Knowing God: Chapter 9 - God Only Wise

In Chapter 9 of Knowing God Dr. Packer draws our attention to wisdom noting that it is both a moral and intellectual quality that can be defined as “the power to see, and the inclination to choose, the best and highest goal, together with the surest means of attaining it...Wisdom is, in fact, the practical side of moral goodness.”

Human wisdom can be frustrated and misdirected for wrong uses. But God’s wisdom can never be frustrated and when combined with His other perfections such as God’s omnipotence (all-powerfulness), it always accomplishes its proper goals, what God purposes and intends.


God’s wisdom and love are not intended to give us the “easy” life. God’s purpose is “that we should love and honor Him, praising Him for the wonderfully ordered complexity and variety of His world, using it according to His will, and so enjoying both it and Him...His immediate objectives are to draw individual men and women into a relationship of faith, hope, and love toward Himself, delivering them from sin and showing forth in their lives the power of His grace; to defend His people against the forces of evil; and to spread throughout the world the gospel by means of which He saves.”

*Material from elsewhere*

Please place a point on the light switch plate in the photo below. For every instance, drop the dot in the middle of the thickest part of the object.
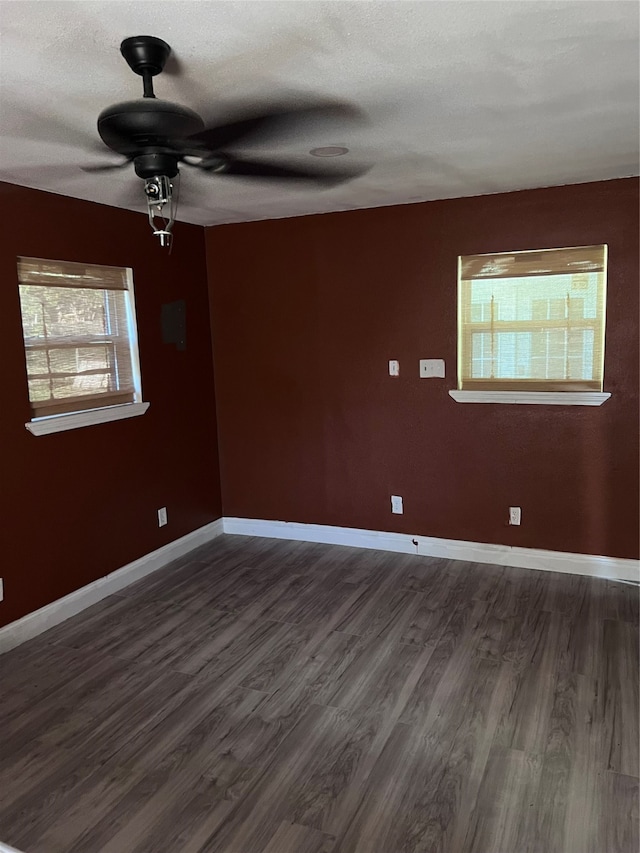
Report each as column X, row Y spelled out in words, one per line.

Dr. Packer illustrates these realities of God’s wisdom and purposes using the lives of three patriarchs: Abraham, Jacob, and Joseph. He concludes with a reflection on 2 Cor 12:7-9, “...Therefore I will boast all the more gladly of my weaknesses, so that the power of Christ may rest upon me,” (ESV) and provides this seemingly perplexing but profound thought: “Christian joy is greatest when the cross is heaviest.”